Denn in der Wintersession hatte der Ständerat bereits beschlossen, dass die Überbrückungsrente nur bis zur Frühpensionierung ausgerichtet werden soll – also bis zu jenem Zeitpunkt, an dem der Vorbezug der AHV-Altersrente möglich ist. Das ist bei Frauen mit 62 Jahren der Fall. Ergo: Keine Frau würde die Überbrückungsrente erhalten. Dafür aber lebenslang weniger AHV-Rente bekommen.
«Grotesker Entscheid»
Der Bundesrat hatte unter der Federführung von FDP-Justizministerin Karin Keller-Sutter (56) und SP-Sozialminister Alain Berset (47) vorgeschlagen, dass die Überbrückungsrente bis zur ordentlichen Pensionierung ausgezahlt werden soll. Damit hätten Frauen und Männer davon profitieren können. Das aber war im Ständerat ausgerechnet von Keller-Sutters eigener Partei torpediert worden.
Für die SP ein Grund, auf die Barrikaden zu gehen. «Dieser Entscheid ist völlig grotesk», so WAK-Mitglied Cédric Wermuth (33). Der Aargauer Sozialdemokrat betont, dass der Kommissionsmehrheit durchaus bewusst gewesen sei, was sie da beschliesst. «Ich kann mir nur vorstellen, dass es sich dabei um Obstruktionspolitik handelt», sagt er. «Man versucht, die Überbrückungsleistung mit allen Mitteln zu verhindern.»
Dabei hat der Ständerat der Überbrückungsrente schon die meisten Zähne gezogen. So hat er etwa die «Höchstrente» für alleinstehende Personen von 58'350 Franken, wie der Bundesrat wollte, auf 38'900 Franken pro Jahr gesenkt. Den Höchstbetrag für Ehepaare legte der Rat bei 58'350 statt 87'525 Franken fest.
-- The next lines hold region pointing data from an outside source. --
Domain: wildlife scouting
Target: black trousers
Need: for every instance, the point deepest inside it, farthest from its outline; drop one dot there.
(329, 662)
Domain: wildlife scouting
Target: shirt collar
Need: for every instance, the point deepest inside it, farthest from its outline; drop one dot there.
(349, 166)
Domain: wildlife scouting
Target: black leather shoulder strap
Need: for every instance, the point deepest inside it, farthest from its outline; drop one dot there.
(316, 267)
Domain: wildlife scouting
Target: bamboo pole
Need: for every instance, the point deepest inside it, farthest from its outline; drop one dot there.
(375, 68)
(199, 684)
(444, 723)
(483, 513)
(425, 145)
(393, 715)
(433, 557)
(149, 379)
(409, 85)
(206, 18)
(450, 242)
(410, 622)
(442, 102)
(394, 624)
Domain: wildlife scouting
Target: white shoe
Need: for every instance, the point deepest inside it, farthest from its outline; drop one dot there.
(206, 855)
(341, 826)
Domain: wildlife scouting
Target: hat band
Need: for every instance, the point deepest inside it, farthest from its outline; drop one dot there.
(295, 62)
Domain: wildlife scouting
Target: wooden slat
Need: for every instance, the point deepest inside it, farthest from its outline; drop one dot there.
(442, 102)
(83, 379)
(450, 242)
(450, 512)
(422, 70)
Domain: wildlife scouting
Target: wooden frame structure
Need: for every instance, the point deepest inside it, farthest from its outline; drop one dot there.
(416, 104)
Niemand will es gewesen sein
Weder Bürgerliche noch Mitte-Politiker in der Nationalratskommission wollen sich nun aber den kompletten Ausschluss der Frauen zuschreiben lassen. Einzelne wollen sich an den Diskussionen nicht beteiligt haben, andere seien gleich ganz abwesend gewesen.
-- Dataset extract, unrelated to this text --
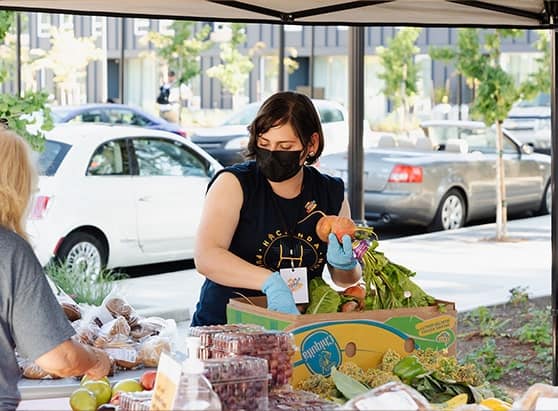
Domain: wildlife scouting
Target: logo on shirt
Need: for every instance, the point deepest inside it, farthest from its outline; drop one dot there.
(279, 250)
(310, 206)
GLP-Präsident Jürg Grossen (50) stellt klar, dass bei seiner Partei grundsätzlich Skepsis gegenüber den Überbrückungsleistungen besteht. «Es besteht die Gefahr, dass sie Fehlanreize schaffen – sowohl für Arbeitgeber wie auch für Arbeitnehmer», sagt er.
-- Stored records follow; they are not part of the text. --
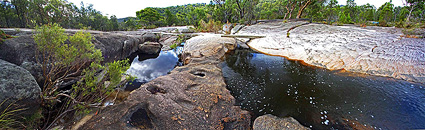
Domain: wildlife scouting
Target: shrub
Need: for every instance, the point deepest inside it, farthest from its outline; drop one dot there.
(173, 46)
(8, 118)
(66, 63)
(383, 23)
(211, 26)
(4, 36)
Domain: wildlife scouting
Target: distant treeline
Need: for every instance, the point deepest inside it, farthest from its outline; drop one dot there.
(246, 11)
(29, 13)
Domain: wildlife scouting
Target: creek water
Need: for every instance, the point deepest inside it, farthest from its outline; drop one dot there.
(148, 67)
(320, 98)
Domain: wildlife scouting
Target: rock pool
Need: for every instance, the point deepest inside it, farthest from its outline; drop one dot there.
(320, 98)
(148, 67)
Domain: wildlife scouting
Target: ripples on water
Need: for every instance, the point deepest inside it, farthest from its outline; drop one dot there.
(322, 99)
(148, 67)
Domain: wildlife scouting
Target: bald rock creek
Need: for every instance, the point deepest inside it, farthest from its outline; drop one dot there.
(318, 98)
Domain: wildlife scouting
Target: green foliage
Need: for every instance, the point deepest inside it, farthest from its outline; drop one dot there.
(180, 39)
(9, 116)
(30, 13)
(149, 16)
(4, 36)
(386, 12)
(170, 18)
(211, 26)
(78, 60)
(173, 46)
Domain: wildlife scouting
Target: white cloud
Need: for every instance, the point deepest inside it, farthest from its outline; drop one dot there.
(125, 8)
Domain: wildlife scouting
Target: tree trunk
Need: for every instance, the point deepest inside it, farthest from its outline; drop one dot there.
(302, 7)
(410, 12)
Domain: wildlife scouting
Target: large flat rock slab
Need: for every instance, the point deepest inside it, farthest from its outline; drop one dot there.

Das sieht auch WAK-Mitglied Petra Gössi (44) so. Die FDP-Präsidentin lässt aber durchblicken, dass sie mit der jetzigen Fassung auch nicht glücklich ist. «Das Parlament muss vor allem prüfen, dass keine Anreize gesetzt werden, dass ältere Arbeitnehmer vorzeitig entlassen werden», sagt sie zu BLICK.
Nun krebsen sie zurück
Zudem wollte Gössi gemäss eigenen Angaben, dass die Sozialkommission, die eigentlich zuständig ist und am Donnerstag die Beratung der Überbrückungsrente aufnimmt, auch das Modell des Kantons Waadt prüft. Dieses garantiere, dass eine Überbrückungsleistung bis zum ordentlichen Rentenalter ausbezahlt wird, ausser wenn jemand später ohnehin Ergänzungsleistungen beziehen müsste. «Davon hätten insbesondere die Frauen profitiert», sagt sie.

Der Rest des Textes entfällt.